Any true magazine junkie will understand why I would pick up an old copy of Guitar World from the share table at the library (no, I don’t play), or haul away the unsold periodicals from a garage sale. You also know that nothing feeds an addiction like the excuse, “it’s research”. This explains a number of lost hours at newsstands and a whole expense category in our accounting system.

Recently I bought a copy of Mark Lipinski’s Fabric Trends For Quilters. I felt like a poseur, because I’m not a “real” quilter. Real quilters piece and organize their fabric neatly by color, right? But it was research, and I’m an avid learner.

Here’s what I found particularly fascinating. In Mark’s editor’s letter he writes that all of the fabrics featured in Fabric Trends are currently on their way to shops, and photos of actual quilts:

have been traded out for computer-generated designs, but that compromise means you can now actually make the quilts you see.

So here are the thoughts that swirled around in my head while I stitches this week.

  • Making projects that exactly match the pictures in a book or magazine isn’t my style, but I can appreciate why people do it.
  • How much is tied up in inventory in my local fabric shop? Yikes! And yet what they probably hear the most about is what they don’t have in stock.
  • How long can a manufacturer afford to warehouse and sell last season’s fabrics (or book titles, in the case of publishers) when it’s no longer the newest / latest / bestest thing?

And finally:

  • How long will it be before print-on-demand technology changes all of this? 

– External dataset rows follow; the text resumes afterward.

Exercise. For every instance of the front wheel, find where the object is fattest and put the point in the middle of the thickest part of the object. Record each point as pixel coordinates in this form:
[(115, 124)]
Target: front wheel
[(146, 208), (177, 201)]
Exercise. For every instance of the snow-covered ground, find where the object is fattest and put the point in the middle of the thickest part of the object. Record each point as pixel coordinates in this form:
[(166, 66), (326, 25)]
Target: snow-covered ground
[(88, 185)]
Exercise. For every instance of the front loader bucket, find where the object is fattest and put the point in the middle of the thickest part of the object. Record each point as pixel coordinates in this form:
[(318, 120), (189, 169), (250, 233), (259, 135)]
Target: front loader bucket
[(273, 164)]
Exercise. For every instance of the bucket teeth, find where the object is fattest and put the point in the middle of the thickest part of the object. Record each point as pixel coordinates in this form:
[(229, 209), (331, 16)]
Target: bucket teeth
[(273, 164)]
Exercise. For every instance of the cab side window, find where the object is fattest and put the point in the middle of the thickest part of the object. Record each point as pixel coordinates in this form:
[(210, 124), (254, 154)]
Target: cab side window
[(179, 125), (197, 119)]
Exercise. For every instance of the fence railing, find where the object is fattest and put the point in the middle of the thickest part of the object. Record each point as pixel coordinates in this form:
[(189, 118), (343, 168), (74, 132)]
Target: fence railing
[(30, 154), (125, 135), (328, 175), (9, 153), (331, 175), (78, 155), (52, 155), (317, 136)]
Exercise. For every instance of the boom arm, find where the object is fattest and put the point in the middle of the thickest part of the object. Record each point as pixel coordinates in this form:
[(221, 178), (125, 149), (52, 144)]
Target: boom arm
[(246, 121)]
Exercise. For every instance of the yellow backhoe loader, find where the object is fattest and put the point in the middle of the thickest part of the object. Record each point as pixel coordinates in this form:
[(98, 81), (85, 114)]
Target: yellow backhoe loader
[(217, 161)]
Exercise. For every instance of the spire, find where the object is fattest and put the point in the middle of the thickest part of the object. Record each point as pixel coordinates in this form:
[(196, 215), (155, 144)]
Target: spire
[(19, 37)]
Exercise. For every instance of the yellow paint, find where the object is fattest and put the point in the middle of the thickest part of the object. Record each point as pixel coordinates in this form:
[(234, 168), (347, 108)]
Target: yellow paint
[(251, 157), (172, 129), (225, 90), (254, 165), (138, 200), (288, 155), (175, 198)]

One day, will I be able to walk into my local fabric shop for needles and thread, browse racks of fabrics that reflect the current trends, then step up to a kiosk to reorder fabric from a year or two before? In the store, so the store owner who answers my dumb curious questions gets some benefit from the sale?

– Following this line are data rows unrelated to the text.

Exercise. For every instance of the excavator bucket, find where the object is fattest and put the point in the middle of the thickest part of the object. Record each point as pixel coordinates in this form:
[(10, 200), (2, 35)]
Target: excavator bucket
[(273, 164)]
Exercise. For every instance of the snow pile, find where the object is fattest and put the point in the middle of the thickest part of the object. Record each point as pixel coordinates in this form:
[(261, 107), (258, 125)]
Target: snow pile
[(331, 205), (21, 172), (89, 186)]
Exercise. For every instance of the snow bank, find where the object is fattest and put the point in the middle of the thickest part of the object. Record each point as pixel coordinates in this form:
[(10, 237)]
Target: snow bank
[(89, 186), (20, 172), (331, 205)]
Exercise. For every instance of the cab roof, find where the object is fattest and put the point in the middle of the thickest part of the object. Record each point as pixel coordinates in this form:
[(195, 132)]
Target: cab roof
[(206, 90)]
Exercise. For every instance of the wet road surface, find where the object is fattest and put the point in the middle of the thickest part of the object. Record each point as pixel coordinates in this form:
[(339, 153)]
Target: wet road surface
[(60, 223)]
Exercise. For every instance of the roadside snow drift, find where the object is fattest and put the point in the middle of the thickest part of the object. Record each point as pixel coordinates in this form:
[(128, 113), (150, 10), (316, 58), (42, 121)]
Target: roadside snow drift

I am totally in love with Spoonflower, and have my own designs for sale there. You can upload your own designs or pick one from another designer and choose the type of fabric. Spoonflower will print the design, and it comes to you in the mail. But will this option kill the desire to buy fabric in person? No more than methadone alone eliminates the desire for other addictive substances. No more than e-readers will eliminate books you can flip through with pages you can dog-ear.

Stop. Rethread. Make a cup of tea. Resume stitching and pondering.

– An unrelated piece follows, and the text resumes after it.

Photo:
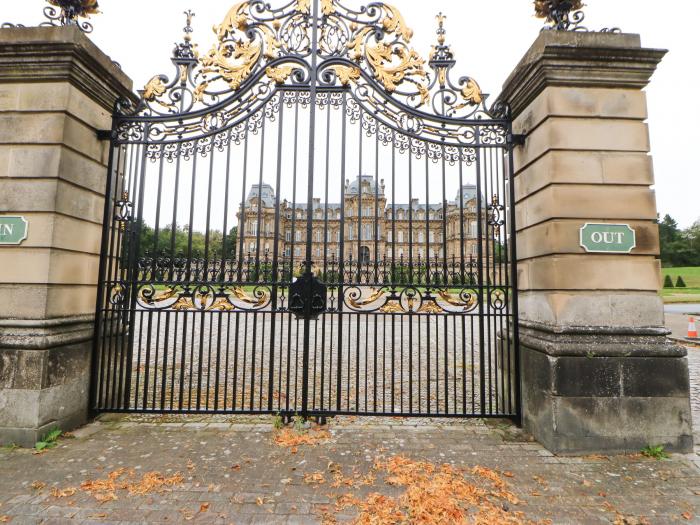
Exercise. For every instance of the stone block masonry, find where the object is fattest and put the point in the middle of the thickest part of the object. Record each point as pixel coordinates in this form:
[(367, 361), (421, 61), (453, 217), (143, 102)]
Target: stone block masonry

Earlier this month as I was working on the redesign of my web site, I debated what to do with my bibliographies. Some of my old favorite books are out of print, and some of my new favorites won’t stay in print for long, it seems. Perhaps in another decade, print-on-demand technology will make it possible for another generation of artists to obtain some of these titles without waiting for the yard sale that will begin shortly after my funeral. Perhaps it will be possible for me to get a copy of Toshiko Horiuchi’s From A Line without hocking the car. I can’t see any possibility, though, that the option of obtaining old titles would keep me from wanting new ones, too. That includes magazines as well as books.

For what it’s worth, I moved an abbreviated bibliography to this page here on Two Red Threads.

As for the rest of it, I’m curious about how you would use today’s print on demand technology to shape the world of tomorrow. What are your thoughts?